Gürün Ortaokulu ikinci sınıf öğrencisiyim. Okul bahçesinde ağaçlandırma çalışması var. Öğrenciler çalışıyor; kimi kazma tutuyor kimi kürek; çepeçevre ağaç dikilecek. Köyden gelmiş öğrenciler var, ellerine hem kazma yakışıyor hem kürek. Ben de aşka geldim, aldım elime kazmayı başladım çalışmaya.

Saadet Partisi Genel Başkanı Temel Karamollaoğlu'nun babası Üzeyir Karamollaoğlu hem okul müdürümüz hem de matematik hocamız. Temel Bey o yıllarda İngiltere'de burslu öğrenci, mühendislik okuyor. Müdürümüz oğluyla gururlu, sık sık bayrak merasimi öncesi ya da sonrasında Gürün Ortaokulu'ndan yurtdışına giden öğrencilerden ve dolayısıyla oğlundan bahseder.

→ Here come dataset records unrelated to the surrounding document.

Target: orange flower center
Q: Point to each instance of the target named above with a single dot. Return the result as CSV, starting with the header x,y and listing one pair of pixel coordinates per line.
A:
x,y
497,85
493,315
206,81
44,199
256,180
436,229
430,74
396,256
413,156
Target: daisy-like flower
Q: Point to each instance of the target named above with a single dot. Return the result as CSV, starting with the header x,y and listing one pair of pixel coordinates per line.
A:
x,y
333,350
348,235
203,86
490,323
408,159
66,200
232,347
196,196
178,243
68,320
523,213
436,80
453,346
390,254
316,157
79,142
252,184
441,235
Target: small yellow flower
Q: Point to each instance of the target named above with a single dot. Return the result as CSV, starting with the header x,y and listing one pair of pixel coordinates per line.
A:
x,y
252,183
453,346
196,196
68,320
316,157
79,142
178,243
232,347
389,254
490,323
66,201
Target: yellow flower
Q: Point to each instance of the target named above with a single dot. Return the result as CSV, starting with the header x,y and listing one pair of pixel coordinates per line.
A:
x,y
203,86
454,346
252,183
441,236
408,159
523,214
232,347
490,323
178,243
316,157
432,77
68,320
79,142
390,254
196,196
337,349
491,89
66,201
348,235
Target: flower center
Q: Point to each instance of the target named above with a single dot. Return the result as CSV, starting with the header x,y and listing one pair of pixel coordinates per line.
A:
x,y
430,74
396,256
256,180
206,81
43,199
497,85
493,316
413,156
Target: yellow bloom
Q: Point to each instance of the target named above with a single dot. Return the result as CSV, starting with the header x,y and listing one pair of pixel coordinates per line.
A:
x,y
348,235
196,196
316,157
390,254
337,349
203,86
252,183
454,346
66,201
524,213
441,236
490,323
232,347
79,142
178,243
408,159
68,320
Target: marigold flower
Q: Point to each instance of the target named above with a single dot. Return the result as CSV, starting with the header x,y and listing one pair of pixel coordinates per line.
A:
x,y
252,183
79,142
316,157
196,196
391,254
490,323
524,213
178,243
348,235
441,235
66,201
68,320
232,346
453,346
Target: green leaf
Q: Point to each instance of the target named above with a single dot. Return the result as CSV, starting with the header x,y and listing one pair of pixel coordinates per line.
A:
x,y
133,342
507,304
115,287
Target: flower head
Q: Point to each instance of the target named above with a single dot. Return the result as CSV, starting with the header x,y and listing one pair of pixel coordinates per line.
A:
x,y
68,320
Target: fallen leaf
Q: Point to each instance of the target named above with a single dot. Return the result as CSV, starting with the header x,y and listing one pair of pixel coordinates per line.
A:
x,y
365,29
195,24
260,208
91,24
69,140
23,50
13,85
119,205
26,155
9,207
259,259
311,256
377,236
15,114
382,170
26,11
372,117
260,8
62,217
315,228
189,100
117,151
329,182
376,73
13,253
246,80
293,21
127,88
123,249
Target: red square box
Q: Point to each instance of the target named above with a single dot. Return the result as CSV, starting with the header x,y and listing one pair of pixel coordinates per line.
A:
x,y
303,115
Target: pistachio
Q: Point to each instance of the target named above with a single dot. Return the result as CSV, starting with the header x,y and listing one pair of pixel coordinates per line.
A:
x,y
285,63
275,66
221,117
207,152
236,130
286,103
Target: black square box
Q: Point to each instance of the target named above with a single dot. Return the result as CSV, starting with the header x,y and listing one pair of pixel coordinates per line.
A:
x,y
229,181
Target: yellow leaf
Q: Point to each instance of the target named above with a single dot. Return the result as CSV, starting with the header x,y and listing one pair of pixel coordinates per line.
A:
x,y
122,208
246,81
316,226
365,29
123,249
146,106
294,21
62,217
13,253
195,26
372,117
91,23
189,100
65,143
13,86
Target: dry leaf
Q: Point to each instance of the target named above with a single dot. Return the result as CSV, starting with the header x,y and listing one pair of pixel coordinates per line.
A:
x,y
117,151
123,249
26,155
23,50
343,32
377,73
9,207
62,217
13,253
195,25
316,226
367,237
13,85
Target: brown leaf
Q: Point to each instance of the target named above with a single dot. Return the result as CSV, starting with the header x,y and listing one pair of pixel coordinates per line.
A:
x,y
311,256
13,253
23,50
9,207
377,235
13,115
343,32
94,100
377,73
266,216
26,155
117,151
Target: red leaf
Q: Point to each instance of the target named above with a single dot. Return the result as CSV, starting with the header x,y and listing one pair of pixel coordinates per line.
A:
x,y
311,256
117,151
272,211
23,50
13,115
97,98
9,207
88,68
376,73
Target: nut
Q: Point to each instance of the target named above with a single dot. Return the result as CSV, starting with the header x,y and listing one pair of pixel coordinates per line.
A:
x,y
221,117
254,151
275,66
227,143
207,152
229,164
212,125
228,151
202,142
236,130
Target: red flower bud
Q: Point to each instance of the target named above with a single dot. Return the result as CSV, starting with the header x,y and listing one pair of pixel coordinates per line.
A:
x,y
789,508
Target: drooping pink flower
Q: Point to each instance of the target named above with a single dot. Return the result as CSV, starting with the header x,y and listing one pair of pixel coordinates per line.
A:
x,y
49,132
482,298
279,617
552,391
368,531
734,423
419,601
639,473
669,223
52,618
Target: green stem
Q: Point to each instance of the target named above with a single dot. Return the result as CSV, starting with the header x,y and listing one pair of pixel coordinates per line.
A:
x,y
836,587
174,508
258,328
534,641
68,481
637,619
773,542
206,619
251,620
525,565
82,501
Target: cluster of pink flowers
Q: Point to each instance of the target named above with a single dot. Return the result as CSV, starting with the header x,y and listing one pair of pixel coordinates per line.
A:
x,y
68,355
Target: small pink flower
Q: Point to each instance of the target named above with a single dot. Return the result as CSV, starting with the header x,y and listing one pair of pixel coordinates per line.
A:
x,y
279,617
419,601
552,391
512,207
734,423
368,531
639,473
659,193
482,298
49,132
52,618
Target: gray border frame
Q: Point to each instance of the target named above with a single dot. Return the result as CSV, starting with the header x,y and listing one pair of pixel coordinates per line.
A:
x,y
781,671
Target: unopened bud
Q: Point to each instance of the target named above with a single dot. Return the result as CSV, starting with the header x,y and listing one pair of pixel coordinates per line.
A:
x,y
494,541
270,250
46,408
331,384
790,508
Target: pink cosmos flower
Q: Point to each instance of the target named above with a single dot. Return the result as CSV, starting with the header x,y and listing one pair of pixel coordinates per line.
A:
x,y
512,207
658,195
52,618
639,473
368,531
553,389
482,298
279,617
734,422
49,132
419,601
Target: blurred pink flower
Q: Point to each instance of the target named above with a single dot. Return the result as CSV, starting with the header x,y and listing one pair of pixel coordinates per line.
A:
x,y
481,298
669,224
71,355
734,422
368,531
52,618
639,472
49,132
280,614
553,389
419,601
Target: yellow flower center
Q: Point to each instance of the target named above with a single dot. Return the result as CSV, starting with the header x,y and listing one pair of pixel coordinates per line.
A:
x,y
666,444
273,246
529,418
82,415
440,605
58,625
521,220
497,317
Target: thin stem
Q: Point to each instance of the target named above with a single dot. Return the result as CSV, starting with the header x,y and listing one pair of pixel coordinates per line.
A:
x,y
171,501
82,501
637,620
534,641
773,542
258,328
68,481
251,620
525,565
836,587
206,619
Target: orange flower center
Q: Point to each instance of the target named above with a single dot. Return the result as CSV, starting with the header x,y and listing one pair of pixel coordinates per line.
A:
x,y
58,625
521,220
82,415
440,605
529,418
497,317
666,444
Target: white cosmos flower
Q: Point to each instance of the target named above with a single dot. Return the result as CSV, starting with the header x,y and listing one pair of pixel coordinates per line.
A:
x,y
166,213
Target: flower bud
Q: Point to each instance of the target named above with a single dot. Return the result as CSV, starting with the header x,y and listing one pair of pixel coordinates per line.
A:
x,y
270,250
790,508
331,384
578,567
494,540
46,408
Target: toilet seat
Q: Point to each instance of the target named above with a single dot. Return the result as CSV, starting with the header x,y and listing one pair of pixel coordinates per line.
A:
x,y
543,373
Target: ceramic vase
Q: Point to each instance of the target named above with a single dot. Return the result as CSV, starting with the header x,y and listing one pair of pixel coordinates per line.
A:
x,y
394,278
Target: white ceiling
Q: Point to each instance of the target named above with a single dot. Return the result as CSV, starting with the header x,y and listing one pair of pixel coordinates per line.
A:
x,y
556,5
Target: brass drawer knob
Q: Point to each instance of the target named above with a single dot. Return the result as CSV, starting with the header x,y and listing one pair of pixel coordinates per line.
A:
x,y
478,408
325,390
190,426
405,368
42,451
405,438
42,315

Gidenlerden birisi de Yuva Köyü'nden Erdoğan Tatar. Ergenekon kumpasçılarının intihara sürüklediği denizci Yarbay Ali Tatar ve şampiyon boksör Seyfi Tatar da aynı köyden iki insan ve akrabalar. Erdoğan Tatar, KTÜ'de öğretim üyesiydi. Şimdi nerede bilmiyorum. Merhum Müdürümüz oğlundan olduğu kadar olmasa bile ondan da uzun uzun ve gururla bahsederdi.

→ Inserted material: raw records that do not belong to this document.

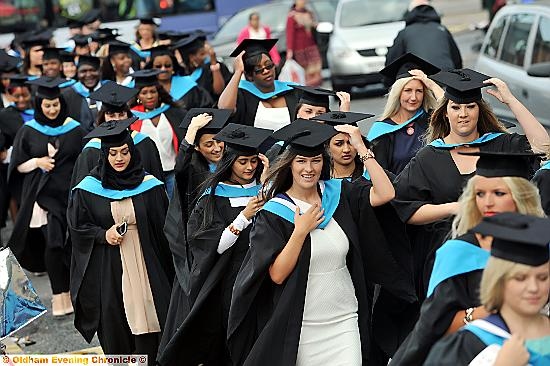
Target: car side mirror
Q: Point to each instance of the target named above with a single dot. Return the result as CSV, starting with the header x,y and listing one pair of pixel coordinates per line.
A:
x,y
541,70
325,27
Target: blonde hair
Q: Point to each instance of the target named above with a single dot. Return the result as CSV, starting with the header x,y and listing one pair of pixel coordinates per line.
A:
x,y
440,127
495,275
524,193
394,98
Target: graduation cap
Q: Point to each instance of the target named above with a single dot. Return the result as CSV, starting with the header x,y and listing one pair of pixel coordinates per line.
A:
x,y
191,43
504,164
462,86
342,118
112,131
146,77
116,47
114,96
67,56
314,95
81,40
400,68
8,63
517,238
93,61
90,16
48,87
18,81
150,20
244,139
253,47
306,138
219,119
52,53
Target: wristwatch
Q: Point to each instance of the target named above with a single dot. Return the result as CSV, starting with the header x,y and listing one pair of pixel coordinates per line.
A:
x,y
368,155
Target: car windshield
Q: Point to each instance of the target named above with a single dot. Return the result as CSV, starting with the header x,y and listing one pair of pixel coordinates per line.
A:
x,y
365,12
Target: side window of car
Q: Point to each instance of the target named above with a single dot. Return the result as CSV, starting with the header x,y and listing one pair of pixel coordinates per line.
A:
x,y
515,41
494,38
541,48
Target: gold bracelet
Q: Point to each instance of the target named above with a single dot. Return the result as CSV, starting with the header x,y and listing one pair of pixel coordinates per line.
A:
x,y
233,230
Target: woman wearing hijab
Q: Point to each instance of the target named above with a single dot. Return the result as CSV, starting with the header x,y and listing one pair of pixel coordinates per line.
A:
x,y
514,291
122,270
44,152
217,235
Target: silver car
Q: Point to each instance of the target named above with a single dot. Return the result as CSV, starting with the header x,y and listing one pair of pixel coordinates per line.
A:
x,y
363,32
517,45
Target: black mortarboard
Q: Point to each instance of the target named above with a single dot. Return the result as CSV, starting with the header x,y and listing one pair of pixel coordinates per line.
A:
x,y
48,87
67,56
146,77
81,40
32,39
93,61
306,138
150,20
104,35
112,131
342,118
18,80
517,238
116,47
253,47
400,68
219,118
191,43
315,96
52,53
90,16
114,96
8,63
462,86
244,139
504,164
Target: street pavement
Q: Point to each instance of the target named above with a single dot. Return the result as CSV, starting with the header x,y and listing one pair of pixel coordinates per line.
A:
x,y
58,335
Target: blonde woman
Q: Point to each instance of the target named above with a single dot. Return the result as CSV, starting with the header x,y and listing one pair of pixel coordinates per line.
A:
x,y
500,185
515,287
398,134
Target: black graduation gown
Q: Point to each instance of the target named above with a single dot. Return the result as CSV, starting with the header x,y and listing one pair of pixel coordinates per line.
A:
x,y
437,313
431,177
89,158
247,106
265,319
50,190
383,147
542,180
206,79
201,338
96,268
78,109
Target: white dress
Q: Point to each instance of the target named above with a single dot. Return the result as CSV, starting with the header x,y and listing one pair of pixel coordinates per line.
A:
x,y
330,331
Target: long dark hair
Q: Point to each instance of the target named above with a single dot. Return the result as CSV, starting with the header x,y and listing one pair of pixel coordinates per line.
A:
x,y
279,179
222,173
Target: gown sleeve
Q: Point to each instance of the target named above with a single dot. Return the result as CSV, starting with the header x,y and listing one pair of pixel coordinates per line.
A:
x,y
458,349
412,187
436,315
542,180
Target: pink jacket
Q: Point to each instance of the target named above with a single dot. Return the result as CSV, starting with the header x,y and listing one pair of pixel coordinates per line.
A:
x,y
274,54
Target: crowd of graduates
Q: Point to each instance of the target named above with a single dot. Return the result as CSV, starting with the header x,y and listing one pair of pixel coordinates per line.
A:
x,y
206,217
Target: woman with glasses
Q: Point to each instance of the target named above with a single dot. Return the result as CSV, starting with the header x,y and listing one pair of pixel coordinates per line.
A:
x,y
260,100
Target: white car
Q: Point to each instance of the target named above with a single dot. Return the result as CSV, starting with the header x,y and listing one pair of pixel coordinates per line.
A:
x,y
363,31
516,49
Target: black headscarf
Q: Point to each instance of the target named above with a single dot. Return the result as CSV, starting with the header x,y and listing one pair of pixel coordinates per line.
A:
x,y
41,118
130,178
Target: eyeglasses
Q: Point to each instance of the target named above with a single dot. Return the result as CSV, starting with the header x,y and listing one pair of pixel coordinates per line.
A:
x,y
262,69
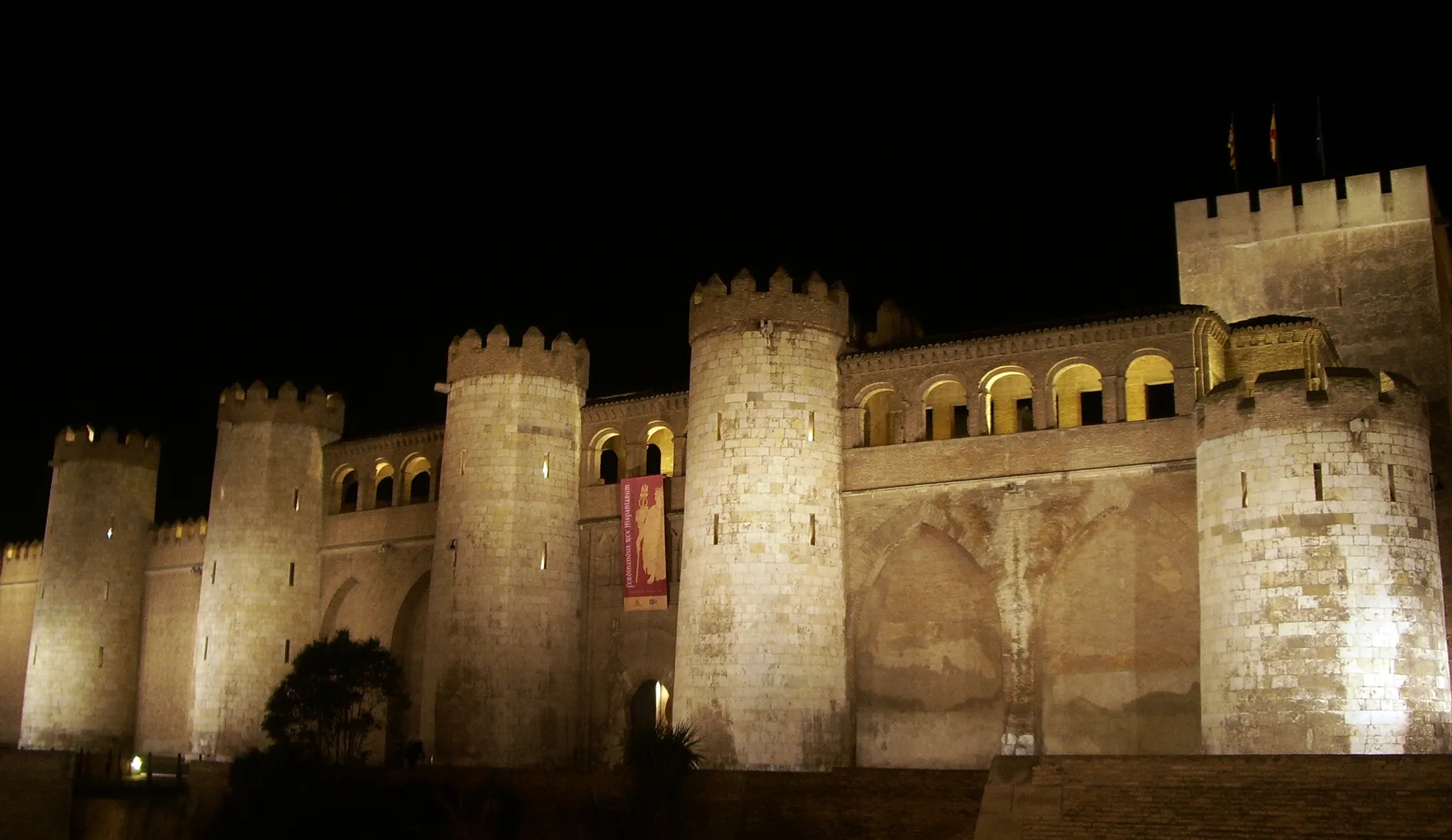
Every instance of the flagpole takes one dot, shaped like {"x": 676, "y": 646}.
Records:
{"x": 1320, "y": 137}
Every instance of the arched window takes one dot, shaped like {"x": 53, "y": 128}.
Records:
{"x": 610, "y": 452}
{"x": 882, "y": 418}
{"x": 946, "y": 413}
{"x": 346, "y": 486}
{"x": 1149, "y": 389}
{"x": 1078, "y": 396}
{"x": 649, "y": 707}
{"x": 417, "y": 478}
{"x": 659, "y": 452}
{"x": 1010, "y": 403}
{"x": 384, "y": 485}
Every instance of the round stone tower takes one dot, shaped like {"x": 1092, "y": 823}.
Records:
{"x": 1322, "y": 626}
{"x": 80, "y": 691}
{"x": 501, "y": 671}
{"x": 260, "y": 581}
{"x": 760, "y": 658}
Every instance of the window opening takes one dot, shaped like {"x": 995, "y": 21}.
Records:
{"x": 1159, "y": 401}
{"x": 609, "y": 468}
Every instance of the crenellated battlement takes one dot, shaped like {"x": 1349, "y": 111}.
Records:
{"x": 738, "y": 306}
{"x": 86, "y": 443}
{"x": 256, "y": 403}
{"x": 1351, "y": 396}
{"x": 564, "y": 359}
{"x": 1278, "y": 215}
{"x": 182, "y": 532}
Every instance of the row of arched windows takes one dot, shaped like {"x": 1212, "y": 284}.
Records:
{"x": 415, "y": 483}
{"x": 610, "y": 454}
{"x": 1005, "y": 402}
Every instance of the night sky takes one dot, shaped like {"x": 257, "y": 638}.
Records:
{"x": 340, "y": 228}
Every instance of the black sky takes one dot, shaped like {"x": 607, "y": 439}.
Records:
{"x": 176, "y": 234}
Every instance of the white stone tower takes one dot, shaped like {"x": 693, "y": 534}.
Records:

Benim de ağaçlandırma işine soyunduğumda; bizi izlermiş bir kenardan, beni çağırdı kısa bir süre sonra. 'Bırak kazmayı küreği, bırak git ve ders çalış, sen okumazsan aç kalırsın' dedi. Kim bilir, nasıl acemice tuttum ki kazmayı ya da küreği, beni çağırıp 'sen git ders çalış, sen okumazsan aç kalırsın' deme ihtiyacını duydu.

Nereden nereye; yıllar geçti, o an hala hafızamda, müdürüm hala gözümün önünde ve sesi hala kulaklarımda. Mükemmel insandı, sadece o değil, hocalarımızın hemen hepsi birbirinden değerli, birbirinden mükemmel insanlardı. Ölenlerine sonsuz rahmetler, yaşayanlarına hayırlı ömürler diliyorum.

Müfredat tartışılıyor günlerdir. Öğretmeni tartışan yok. Türkiye olarak en büyük hatayı şu taşımalı eğitim denilen ucubeyi icat edip öğretmeni köyden almakla mı yaptık diye konuşuyoruz arkadaşlarla kendi aramızda. Öğretmeni sadece köyden çıkarmadık hayatımızdan da çıkarıp attık. Geçmişin her şeyimizle ilgilenen hem de hepimizin rol modeli olan öğretmenlerin hayatımızdan sökülüp atılmasının yarattığı boşluk, her geçen gün biraz daha çoğalıyor ve biz her geçen gün biraz daha gerilere düşüyoruz dünyadaki eğitim ve öğretim sıralamasında.

Pisa'da sıralaması Türk gencinin zeka seviyesindeki geriliği değil Türk maarif sisteminin yetersizliğini gösterir. Bu seviyeyi çağın seviyesine çıkarmadığımız sürece, okul kapılarındaki tabelalarda ne yazdığı hiç önemli değil.